Americans’ anxiety about bills dropped in May, Fed survey shows

Delinquency expectations in April were the highest in seven years after COVID-19 shut down the economy

Americans worried less about paying bills in May as the economy began reopening with new safety measures aimed at stopping the spread of COVID-19.

About 12.6% of people worried they wouldn’t be able to make minimum debt payments in May, down from April’s seven-year high of 16.2%, according to a Federal Reserve survey of consumer expectations released on Friday.

That put consumers back on par with December, when many people were worried about paying for holiday gifts, not dealing with the worst pandemic in more than a century. As deaths from COVID-19 began to mount in mid-March, states shut down businesses and issued stay-at-home orders to stem the spread of the disease.

When states began reopening in May, the biggest relief was felt by people making between $50,000 and $100,000, according to the survey. The share of people in that income bracket who worried about making minimum debt payments fell to 10.3% from April’s 15.9%.

For people making over $100,000 a year, the share who worried they couldn’t pay their bills dropped to 6.7% from 7.2% in April. For people who made under $50,000 a year, the share dropped to 18.7% from 22.9%, the Fed report said.

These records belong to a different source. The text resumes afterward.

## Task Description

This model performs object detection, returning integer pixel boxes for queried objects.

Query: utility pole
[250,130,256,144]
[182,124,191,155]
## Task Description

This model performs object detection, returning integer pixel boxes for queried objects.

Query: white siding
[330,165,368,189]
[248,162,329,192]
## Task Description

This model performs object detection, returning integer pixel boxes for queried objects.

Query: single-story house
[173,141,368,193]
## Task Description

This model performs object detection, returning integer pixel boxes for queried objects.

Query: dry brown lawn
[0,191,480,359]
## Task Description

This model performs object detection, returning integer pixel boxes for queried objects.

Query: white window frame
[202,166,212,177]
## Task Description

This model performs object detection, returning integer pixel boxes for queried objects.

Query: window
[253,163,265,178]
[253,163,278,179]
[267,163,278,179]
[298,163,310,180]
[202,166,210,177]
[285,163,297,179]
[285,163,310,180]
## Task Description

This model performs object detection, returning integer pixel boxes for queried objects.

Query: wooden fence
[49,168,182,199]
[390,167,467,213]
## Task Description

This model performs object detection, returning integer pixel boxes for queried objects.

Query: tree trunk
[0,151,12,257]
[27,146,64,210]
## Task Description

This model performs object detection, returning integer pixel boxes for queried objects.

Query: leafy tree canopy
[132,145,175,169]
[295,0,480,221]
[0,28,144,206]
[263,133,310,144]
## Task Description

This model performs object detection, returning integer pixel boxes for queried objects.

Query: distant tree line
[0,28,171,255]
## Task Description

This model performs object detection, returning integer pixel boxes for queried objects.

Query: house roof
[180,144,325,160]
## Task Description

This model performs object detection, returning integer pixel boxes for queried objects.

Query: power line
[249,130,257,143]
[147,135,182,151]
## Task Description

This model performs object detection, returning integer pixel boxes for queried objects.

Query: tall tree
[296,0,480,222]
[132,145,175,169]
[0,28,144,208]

Broken out by age, people who were over 60 years old worried the least. Only 7.9% were concerned about making minimum debt payments in May, down from 10.2% in April, which was the highest reading for that age bracket in Fed data going back to 2013.

People under 40 were the most concerned about debt – a 15.7% share worried about making minimum payments in May, down from 22.5% in April. For the 40 to 60-year-old age group, 14.8% of people worried about debt payments, down from 17.3% in April.

The nation’s economy entered a recession in February as COVID-19 began spreading in the U.S., the National Bureau of Economic Research said on Monday. The contraction ended an economic expansion that lasted for more than 10 and a half years, the longest on record.